All this effort by James to argue that royal authority was founded on the lex Dei became more problematic, however, as his reign progressed, and this is the subject of the fourth and final chapter. In particular, James's refusal to intervene in support of Protestants in Bohemia and the Palatinate during the Thirty Years’ War led to growing conflicts between the monarchy and more staunchly Reformed Protestants, conflicts which only grew following the accession of Charles i in 1625. By basing his political authority on detailed scriptural exegesis, James had opened a Pandora's box that contained far more radical political theologies than he was prepared for. If royal rule derived not from the constitution, but from the will of God, surely a king deviating from that had to be opposed. The criticism of James developed during this time, Pečar argues, ‘already contained nearly all of the biblical arguments and exempla that were used in the critical reckoning with Charles i's ecclesiastical policy twenty years later’ (p. 157). Therefore, in seeking so strongly in his public presentation to base the authority of the monarch not on legal precedent or natural law, but on the text of Scripture, James contributed to the development of a political discourse which would later play a central role in justifying not only rebellion, but ultimately even the execution of his successor.

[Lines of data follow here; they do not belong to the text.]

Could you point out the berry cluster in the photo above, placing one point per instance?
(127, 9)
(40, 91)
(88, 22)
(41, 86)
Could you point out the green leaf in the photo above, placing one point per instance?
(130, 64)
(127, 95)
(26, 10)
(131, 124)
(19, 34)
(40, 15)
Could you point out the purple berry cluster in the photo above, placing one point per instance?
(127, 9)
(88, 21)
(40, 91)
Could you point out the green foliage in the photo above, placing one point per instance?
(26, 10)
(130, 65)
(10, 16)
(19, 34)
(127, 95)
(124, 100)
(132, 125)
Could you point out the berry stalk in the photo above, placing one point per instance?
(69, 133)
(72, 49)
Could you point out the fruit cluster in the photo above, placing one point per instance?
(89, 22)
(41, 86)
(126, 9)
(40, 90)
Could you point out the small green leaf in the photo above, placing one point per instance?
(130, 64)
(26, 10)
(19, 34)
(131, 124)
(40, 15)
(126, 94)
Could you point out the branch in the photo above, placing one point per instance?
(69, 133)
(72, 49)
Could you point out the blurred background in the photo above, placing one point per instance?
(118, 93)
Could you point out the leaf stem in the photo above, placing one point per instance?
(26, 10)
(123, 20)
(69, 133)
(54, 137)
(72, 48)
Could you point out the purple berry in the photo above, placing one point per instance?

Pečar is surely right to argue that it is not possible ‘to clearly separate politics from religion’ in this period, though the insight is perhaps not quite as groundbreaking as he seems to imply, and he is equally right to question narratives of grand progress which seek to identify in the political discourse surrounding the Civil War the origins of ‘modernity’, and thereby erase the alterity of early modern thought (p. 12). Seventeenth-century people in England and Scotland interpreted everything, including and perhaps especially politics, through often apocalyptic readings of Scripture which are alien from modern British political discourse. Pečar comments insightfully on many individual cases of this, and his close readings of the fast sermons and the exegetical works of James vi & i are particularly insightful. That said, the work is hampered by an idiosyncratic structure which causes it to read more like a collection of essays on a common theme than a monograph. More fundamentally, Pečar omits almost entirely any consideration of varying theological approaches to the interpretation of Scripture from his account. Central to his story is the notion that the use of Scripture in political rhetoric during the early seventeenth century created a common political language that was weaponised against the monarchy in the 1630s and ’40s. The Bible, in this account, is a double-edged sword forged by James i, but wielded by Puritans to decapitate his heir. The implication is that Scripture provided a neutral tool which could be used to justify and elevate any pre-conceived political disposition. However, the actors Pečar considers varied greatly not only in their use of Scripture, but in their understanding of its nature and purpose. This work would have profited greatly from further consideration of the varying interpretative strategies employed by readers, often based on differing theology. Disagreements over the political actions mandated by Scripture were not always cynical manoeuvres, but often arose from heartfelt and deep-rooted religious commitments; it is not credulity but the very sensitivity to the age which Pečar rightly advocates that leads historians to take such motivations seriously.